Esa es la
característica que nos distingue y une a los cristianos: la unidad fraterna. Y
si esa condición fraterna no se cumple no hay hermanamiento ni cumplimiento de
la Voluntad de Dios. No cumplir la Voluntad del Padre nos divide y separa.
Esa es la clave, Señor, hacer de mi corazón un corazón humilde como el
Tuyo. Y eso solo lo puedo lograr contando con tu Gracia, porque, solo Tú,
Señor, puedes transformar mi corazón en un corazón semejante al Tuyo. Amén.
Sabemos, y la experiencia nos lo confirma, la dificultad que supone amarnos como hermanos. Una hermandad
que supone amor y misericordia hasta el punto de compartir en igualdad lo que
realmente somos y tenemos. Diríamos que nos es imposible si no estamos
conectados y unidos al Espíritu Santo, que es Quien nos guía, nos capacita y
realmente nos une. En Él seremos capaces de llegar a unirnos fraternalmente.

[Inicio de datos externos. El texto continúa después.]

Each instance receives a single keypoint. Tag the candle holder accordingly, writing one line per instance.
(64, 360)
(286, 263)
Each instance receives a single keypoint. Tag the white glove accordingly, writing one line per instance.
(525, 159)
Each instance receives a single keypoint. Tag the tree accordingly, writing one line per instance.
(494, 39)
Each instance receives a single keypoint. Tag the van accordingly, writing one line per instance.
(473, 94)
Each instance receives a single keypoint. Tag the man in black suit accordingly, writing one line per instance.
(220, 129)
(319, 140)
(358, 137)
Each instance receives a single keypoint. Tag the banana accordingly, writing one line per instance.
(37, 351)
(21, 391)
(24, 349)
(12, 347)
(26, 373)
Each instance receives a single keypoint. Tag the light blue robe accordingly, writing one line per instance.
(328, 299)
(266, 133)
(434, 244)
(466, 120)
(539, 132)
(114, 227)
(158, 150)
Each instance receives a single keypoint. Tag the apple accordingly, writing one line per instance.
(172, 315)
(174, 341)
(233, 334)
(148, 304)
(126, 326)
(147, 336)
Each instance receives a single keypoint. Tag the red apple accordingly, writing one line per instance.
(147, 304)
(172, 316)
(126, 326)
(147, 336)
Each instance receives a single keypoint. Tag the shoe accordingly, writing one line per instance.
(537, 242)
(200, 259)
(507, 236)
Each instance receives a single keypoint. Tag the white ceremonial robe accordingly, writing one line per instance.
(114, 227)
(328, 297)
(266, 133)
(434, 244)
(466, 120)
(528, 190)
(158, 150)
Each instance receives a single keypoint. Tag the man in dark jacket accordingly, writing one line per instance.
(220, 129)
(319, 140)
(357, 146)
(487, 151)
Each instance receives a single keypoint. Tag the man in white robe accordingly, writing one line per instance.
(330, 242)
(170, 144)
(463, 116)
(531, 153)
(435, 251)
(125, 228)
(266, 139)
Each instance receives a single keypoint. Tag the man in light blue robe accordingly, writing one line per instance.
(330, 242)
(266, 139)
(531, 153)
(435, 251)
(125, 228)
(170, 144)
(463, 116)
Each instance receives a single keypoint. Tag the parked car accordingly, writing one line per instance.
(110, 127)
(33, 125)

Lo más importante de nuestra vida es saber que todo lo material y logros
que aquí consigamos no nos van a servir para nada. Todo se quedará aquí y nada
nos aprovechará. Simplemente, nos llevaremos todo el amor y la misericordia que
seamos capaces de dar y compartir. Es ahí donde está en verdadero tesoro y lo
que debemos de cuidar y dar.
El soplo del Espíritu hace de la persona humana una imagen de Dios (Gn 1,27); el Espíritu habló por los profetas, hizo posible la encarnación de Jesús en el seno de María de Nazaret; el Espíritu descendió sobre Jesús en el bautismo y guio toda su vida: le dio fuerza en la pasión y la cruz, le resucitó de entre los muertos, como primicia de nuestra futura resurrección (CJ – Cuadernos 235 – El Espíritu sopla desde abajo – Víctor Codina).